Getting slightly off the EJB topic here: but wouldn't the applet have access
to only www.helliscool.com's CLASSPATH since that is where it originates
from? Why would it have access to your system's CLASSPATH? Surely a minor
typo in your system settings could accidently set your CLASSPATH to c:\
thereby giving the applet total access to your computer?
> -----Original Message-----
> From: Rickard Öberg [SMTP:[EMAIL PROTECTED]]
> Sent: 09 January 2001 07:56
> To: [EMAIL PROTECTED]
> Subject: Re: loading a file from the ejb-jar file
>
> Hi!
>
> Johan Eltes wrote:
> > My interpretation of the restriction on file io, is that this code is
> fine. It uses a classloader. The container implementor is in charge of
> class loaders, but not of the java.io.File class.
> >
> > But which of the priests has the best interpretation of the holy spec?
>
> Thus speaketh da holy dude:
> Consider the option that the code would work simply because it uses a
> classloader to open the file.
> Thus, any Java program that uses a classloader to open a file would
> work.
> A classloader can access any files in classpath through the
> getResource(AsStream) method(s).
> Consider the possibility that you are a Java developer.
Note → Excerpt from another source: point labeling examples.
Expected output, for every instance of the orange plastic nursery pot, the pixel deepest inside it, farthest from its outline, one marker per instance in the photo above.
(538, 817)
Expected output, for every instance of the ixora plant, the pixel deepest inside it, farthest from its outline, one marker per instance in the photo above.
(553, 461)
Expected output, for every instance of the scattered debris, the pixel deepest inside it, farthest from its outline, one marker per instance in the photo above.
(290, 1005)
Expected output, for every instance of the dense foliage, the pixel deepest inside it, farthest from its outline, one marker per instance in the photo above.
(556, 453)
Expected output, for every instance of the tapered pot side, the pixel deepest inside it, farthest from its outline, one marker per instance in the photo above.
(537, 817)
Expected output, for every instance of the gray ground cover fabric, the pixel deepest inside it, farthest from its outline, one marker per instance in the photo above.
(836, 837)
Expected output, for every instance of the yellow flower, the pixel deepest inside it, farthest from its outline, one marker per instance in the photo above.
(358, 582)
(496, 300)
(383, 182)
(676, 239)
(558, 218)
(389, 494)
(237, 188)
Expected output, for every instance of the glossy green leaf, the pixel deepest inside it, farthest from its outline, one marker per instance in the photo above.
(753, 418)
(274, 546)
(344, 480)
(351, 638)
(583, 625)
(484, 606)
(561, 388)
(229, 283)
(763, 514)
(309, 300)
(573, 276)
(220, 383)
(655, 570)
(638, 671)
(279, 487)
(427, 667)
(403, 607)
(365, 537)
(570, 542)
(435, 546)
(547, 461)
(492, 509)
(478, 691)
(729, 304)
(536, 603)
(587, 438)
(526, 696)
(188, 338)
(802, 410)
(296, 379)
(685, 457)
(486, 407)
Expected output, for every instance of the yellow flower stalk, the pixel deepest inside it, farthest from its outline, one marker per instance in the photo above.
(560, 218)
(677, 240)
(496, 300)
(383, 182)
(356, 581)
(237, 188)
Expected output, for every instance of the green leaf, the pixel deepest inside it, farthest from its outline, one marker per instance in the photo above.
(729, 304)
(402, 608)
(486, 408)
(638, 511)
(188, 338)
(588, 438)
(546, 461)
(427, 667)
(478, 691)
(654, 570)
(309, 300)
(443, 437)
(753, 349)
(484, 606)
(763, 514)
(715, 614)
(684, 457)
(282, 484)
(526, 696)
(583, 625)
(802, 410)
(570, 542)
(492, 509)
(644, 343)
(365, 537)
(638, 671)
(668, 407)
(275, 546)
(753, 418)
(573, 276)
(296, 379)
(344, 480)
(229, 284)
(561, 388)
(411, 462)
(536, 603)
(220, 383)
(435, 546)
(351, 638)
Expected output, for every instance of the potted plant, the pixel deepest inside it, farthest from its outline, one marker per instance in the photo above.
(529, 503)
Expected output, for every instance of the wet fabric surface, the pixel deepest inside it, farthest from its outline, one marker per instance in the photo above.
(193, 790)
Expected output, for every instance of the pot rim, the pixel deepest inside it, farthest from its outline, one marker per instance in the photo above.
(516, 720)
> Consider the possibility that you are working on a top-secret project
> that requires certain classified files to be in your developer
> classpath.
> Consider the possibility that you are using the CLASSPATH environment
> variable to add these files to the classpath.
> Consider the possibility that you are surfing on your lunchbreak to your
> favourite site www.helliscool.com.
> Consider the possibility that this particular site has a particularly
> Evil Java applet, which shows the number of visitors (by showing a
> static GIF with the number "666")
> The particularly Evil applet not only shows a GIF image, it also
> executes the code "InputStream classifiedFile =
> getClass().getResourceAsStream("/password.txt");".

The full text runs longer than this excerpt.